Hi. My name is Adam.

The danger of overworked journalists

Posted in Uncategorized by adambsullivan on March 17, 2010

Last week in Iowa City, I spoke with Sen. Chuck Grassley about health care reform. He tossed around a lot of numbers — for example, proposed legislation would grow government by $2.5 trillion, delegate more than 1,600 new authorities to the Department of Health and Humans Services, and would raid $52 billion from Social Security premiums. Sometimes he cited the Congressional Budget Office. Sometimes he just said the numbers.

Being a busy guy in the newsroom (in addition to reporting and writing a couple stories a week, I handle social media, do some multimedia, and work as an assistant news editor), I don’t have time to verify all of Grassley’s claims. Accordingly, I didn’t include the numbers in my story.

The reporter from my paper’s primary competitor — who I know writes as many as five articles a day — also didn’t have time to verify the numbers. But that didn’t stop him from including them.

Printing unverified numbers isn’t just a local problem, though. Iowa politician Tom Fiegen points out that even at the national level, reporters stretched thin by dwindling newsroom resources often go to press with facts and figures straight from politicians mouths.

On one hand, small newsroom staffs make us efficient and ensures journalists are working hard.
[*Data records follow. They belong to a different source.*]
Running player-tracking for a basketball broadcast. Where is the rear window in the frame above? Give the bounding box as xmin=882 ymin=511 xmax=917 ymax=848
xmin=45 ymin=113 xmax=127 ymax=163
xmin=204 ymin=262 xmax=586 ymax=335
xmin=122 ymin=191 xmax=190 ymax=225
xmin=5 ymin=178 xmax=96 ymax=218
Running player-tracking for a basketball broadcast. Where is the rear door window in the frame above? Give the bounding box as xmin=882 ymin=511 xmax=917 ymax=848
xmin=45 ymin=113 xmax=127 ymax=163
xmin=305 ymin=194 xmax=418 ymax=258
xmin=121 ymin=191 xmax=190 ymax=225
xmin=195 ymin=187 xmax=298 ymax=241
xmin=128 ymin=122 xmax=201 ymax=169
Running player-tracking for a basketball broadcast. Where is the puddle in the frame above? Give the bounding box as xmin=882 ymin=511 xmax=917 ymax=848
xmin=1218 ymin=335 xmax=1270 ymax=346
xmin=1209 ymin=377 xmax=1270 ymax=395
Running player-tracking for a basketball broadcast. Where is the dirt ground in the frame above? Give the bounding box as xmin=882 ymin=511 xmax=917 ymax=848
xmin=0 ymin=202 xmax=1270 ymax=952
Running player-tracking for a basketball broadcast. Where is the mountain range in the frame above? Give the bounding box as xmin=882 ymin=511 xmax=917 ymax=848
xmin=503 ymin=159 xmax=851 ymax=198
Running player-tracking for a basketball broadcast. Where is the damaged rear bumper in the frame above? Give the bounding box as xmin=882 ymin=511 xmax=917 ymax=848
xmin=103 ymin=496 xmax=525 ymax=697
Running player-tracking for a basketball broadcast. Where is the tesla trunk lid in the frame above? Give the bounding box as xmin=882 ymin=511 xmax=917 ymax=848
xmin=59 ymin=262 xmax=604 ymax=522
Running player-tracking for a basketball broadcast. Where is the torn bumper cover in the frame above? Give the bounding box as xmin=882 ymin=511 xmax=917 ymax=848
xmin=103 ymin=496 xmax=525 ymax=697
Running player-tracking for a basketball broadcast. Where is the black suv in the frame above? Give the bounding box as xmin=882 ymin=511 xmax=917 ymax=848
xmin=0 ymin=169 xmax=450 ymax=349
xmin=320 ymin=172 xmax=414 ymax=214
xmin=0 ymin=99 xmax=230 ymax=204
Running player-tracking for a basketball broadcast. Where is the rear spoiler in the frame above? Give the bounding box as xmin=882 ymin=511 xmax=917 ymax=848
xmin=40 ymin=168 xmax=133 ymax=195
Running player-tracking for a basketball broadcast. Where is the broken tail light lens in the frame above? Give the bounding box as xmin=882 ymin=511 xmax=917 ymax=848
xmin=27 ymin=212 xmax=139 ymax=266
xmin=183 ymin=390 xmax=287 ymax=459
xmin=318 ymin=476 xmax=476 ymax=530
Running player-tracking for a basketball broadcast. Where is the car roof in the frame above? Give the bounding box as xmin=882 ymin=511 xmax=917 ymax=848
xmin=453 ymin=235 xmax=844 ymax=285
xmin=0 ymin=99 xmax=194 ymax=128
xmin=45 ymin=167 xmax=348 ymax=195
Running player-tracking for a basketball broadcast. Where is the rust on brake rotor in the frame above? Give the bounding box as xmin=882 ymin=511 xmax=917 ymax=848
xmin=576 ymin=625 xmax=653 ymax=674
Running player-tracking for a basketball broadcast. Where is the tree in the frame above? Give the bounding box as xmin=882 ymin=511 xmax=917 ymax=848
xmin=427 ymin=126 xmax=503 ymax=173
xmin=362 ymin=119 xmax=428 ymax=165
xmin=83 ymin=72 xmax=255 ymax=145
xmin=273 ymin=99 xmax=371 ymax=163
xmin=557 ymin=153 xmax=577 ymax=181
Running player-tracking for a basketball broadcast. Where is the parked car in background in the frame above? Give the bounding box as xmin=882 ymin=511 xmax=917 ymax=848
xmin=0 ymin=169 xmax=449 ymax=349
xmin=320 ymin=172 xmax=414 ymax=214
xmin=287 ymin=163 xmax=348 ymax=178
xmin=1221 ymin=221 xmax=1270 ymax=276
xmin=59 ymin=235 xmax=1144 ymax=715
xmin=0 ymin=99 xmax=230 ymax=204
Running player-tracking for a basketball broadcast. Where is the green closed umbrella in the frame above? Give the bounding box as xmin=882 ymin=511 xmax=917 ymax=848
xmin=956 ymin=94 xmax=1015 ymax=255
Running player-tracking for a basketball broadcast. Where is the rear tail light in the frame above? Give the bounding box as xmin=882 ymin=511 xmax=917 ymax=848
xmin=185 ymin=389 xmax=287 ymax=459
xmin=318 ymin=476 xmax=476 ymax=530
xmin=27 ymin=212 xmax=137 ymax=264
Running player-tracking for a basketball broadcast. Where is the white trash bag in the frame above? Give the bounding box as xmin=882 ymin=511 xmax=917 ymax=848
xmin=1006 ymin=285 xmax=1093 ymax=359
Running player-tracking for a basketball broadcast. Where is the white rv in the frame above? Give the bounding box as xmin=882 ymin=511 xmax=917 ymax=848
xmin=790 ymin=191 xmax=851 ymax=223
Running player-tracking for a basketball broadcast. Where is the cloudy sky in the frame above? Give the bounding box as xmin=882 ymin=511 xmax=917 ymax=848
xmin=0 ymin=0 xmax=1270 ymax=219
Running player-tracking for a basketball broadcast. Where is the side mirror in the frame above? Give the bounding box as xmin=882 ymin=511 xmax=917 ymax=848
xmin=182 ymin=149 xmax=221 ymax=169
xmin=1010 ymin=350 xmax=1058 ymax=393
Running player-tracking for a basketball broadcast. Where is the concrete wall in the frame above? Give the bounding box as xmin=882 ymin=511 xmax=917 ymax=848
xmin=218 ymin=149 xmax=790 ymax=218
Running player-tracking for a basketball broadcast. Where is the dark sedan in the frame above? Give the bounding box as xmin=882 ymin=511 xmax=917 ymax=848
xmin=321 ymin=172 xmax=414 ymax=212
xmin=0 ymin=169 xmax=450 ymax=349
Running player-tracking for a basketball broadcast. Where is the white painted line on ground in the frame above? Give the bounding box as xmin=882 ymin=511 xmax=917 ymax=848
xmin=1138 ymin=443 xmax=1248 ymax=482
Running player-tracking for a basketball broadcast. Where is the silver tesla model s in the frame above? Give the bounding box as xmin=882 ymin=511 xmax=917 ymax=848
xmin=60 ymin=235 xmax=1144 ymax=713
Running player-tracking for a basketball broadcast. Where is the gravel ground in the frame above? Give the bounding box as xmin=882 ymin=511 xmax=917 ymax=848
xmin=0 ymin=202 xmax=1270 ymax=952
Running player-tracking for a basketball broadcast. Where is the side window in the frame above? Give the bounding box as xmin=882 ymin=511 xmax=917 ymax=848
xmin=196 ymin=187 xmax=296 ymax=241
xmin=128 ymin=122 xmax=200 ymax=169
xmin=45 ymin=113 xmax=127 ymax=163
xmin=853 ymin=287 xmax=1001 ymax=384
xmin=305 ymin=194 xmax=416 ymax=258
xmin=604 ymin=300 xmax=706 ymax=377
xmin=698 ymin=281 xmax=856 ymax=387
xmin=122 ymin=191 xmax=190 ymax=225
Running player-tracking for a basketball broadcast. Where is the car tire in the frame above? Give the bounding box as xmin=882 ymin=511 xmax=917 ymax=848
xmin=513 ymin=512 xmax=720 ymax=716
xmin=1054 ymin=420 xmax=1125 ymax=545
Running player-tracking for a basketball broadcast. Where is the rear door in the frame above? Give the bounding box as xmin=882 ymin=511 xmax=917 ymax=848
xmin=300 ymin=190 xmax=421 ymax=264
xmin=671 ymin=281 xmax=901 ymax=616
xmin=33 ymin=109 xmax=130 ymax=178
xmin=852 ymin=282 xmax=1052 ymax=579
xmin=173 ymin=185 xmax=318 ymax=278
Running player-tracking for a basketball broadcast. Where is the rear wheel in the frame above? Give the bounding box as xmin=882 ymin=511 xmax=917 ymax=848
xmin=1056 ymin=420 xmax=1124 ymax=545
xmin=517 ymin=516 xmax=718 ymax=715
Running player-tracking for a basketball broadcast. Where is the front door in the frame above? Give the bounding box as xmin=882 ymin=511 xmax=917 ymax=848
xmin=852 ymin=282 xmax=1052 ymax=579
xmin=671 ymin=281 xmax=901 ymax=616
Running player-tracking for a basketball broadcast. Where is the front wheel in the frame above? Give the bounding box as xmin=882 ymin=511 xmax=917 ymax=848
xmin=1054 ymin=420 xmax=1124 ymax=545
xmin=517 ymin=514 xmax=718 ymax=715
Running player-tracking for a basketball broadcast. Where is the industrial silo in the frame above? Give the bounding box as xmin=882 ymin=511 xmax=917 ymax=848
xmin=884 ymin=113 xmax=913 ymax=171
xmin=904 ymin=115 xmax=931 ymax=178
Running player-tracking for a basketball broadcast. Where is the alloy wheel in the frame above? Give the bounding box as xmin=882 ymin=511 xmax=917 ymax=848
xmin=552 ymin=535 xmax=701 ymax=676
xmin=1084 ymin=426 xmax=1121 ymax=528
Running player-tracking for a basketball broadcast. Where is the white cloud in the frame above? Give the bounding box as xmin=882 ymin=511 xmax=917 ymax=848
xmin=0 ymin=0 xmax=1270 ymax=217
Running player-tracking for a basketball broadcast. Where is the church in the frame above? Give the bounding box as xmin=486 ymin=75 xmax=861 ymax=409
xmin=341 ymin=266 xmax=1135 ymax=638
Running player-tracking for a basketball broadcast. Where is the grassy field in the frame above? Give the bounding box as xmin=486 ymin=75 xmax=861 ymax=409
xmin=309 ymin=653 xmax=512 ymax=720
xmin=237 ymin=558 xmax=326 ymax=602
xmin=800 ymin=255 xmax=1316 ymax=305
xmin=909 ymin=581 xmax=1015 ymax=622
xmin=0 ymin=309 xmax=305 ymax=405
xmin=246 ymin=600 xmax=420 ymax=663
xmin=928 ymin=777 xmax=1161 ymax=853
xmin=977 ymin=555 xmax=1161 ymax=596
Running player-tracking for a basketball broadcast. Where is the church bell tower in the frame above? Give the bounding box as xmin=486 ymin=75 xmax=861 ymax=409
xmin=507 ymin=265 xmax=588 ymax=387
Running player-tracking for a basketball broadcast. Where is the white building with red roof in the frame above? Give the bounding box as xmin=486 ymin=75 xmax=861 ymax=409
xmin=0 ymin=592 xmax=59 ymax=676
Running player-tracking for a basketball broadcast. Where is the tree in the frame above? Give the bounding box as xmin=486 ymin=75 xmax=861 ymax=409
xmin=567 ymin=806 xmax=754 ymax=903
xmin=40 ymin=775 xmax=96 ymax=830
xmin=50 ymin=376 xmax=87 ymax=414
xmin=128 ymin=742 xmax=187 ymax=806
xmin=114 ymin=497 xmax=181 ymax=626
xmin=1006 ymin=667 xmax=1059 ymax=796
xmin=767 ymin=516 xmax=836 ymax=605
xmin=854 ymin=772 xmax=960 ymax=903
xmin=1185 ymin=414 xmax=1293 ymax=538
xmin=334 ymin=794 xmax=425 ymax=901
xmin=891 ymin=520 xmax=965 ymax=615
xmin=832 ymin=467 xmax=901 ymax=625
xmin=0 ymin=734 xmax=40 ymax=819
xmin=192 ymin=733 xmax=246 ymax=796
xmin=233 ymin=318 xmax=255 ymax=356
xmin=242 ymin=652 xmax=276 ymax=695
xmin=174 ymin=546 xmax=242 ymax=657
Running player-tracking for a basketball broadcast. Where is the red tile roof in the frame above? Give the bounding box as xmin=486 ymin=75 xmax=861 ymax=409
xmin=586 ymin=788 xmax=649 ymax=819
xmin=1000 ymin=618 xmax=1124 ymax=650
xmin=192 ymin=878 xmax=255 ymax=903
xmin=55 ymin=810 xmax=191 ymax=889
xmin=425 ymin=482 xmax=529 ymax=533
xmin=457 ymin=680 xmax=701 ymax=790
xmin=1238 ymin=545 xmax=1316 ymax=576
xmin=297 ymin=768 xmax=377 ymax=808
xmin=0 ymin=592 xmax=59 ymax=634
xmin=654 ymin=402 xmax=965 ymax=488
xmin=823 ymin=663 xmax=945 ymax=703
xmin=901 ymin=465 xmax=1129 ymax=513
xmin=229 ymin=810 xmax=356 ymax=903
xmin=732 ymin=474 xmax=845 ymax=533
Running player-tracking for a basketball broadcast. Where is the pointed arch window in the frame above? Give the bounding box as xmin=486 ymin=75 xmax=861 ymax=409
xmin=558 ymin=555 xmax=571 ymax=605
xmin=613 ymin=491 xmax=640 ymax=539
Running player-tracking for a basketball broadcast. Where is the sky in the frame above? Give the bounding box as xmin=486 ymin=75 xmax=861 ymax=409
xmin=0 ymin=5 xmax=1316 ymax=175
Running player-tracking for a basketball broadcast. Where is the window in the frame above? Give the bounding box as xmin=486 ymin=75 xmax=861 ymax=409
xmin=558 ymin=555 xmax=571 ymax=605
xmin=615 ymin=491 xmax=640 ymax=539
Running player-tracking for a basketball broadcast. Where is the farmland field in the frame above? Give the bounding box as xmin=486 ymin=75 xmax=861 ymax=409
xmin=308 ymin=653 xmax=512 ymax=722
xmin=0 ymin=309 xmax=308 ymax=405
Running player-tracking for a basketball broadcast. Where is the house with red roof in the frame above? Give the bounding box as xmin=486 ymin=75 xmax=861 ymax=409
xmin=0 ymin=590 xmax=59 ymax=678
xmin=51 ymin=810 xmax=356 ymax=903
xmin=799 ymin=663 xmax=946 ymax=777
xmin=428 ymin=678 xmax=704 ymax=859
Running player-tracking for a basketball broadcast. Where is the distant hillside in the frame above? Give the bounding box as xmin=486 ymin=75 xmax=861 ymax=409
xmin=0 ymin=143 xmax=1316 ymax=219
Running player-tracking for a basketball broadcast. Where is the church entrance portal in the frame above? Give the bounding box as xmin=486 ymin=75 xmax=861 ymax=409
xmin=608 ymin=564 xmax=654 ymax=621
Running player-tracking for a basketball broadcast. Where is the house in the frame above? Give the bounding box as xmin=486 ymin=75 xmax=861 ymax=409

On the other hand, it’s detrimental to public affairs reporting.

A recent study in Australia found that more than half of news articles stem from some kind of public relations material. That’s the product of reporters having to complete more tasks than they’ve traditionally done. One Australian newspaper editor said:

“It’s very difficult I think, given the way resources have drifted from journalism to public relations over the past 30 years, to break away as much as you really want to … I guess I’m implying, the number of people who go to communications school and go into PR over the years has increased and the number in journalism has shrunk even more dramatically.”

Especially in the health care debate, that leads to a misinformed and uninformed public. It’s hard enough to track political discourse; to have to dig through bullshit filtered to you by newspapers is too much for many citizens to do.

On the bright side, I’m sure there’s a fun “strategic communications” job waiting for me after graduation.